The NPR segment, "Why Lehman Still Exists 10 Years After Its Collapse," also featured former Treasury Secretary Hank Paulson, former Federal Reserve Chair Ben Bernanke and former New York Fed President Tim Geithner, as well as former U.S. Bankruptcy Judge James Peck, who presided over Lehman's bankruptcy hearing. The segment is part of a yearlong series examining how the financial crisis changed America. The segment noted that Lehman's U.S. business split into two separate bankruptcies: one for Lehman's parent company and the other for what remained of the broker-dealer after its sale to Barclays. Asked what was the first priority, Kiplok said, "Quite simple, questions. How many customers were there? What were they owed? Where were the assets? How would we return them?"

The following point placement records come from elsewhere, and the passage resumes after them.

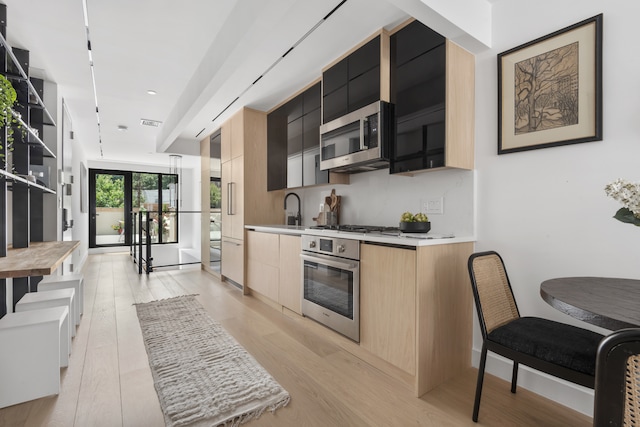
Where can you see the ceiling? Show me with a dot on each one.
(198, 55)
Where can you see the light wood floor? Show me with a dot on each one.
(108, 382)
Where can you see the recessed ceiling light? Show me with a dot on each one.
(149, 122)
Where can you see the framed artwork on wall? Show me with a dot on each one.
(550, 89)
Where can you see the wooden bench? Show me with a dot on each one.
(34, 348)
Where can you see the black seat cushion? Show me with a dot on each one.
(565, 345)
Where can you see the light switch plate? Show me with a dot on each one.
(434, 206)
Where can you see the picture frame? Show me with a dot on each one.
(550, 89)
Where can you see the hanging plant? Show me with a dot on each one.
(8, 98)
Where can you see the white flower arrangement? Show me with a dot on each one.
(628, 194)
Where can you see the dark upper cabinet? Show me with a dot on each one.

At its peak, Kiplok said the wind-down of just the broker-dealer involved some 700 people, including accountants, forensic accountants, financial consultants, investment bankers and a large team of lawyers. The estate had to chase down and collect what Lehman was owed when it failed and it had to oversee and eventually sell the securities and other assets Lehman owned.
"We had a majority stake in a prison company we had to sell," Kiplok said. "Everything from a shipping company to derivatives that we'd have to talk to a Ph.D. economist to explain to us why they're even worth anything."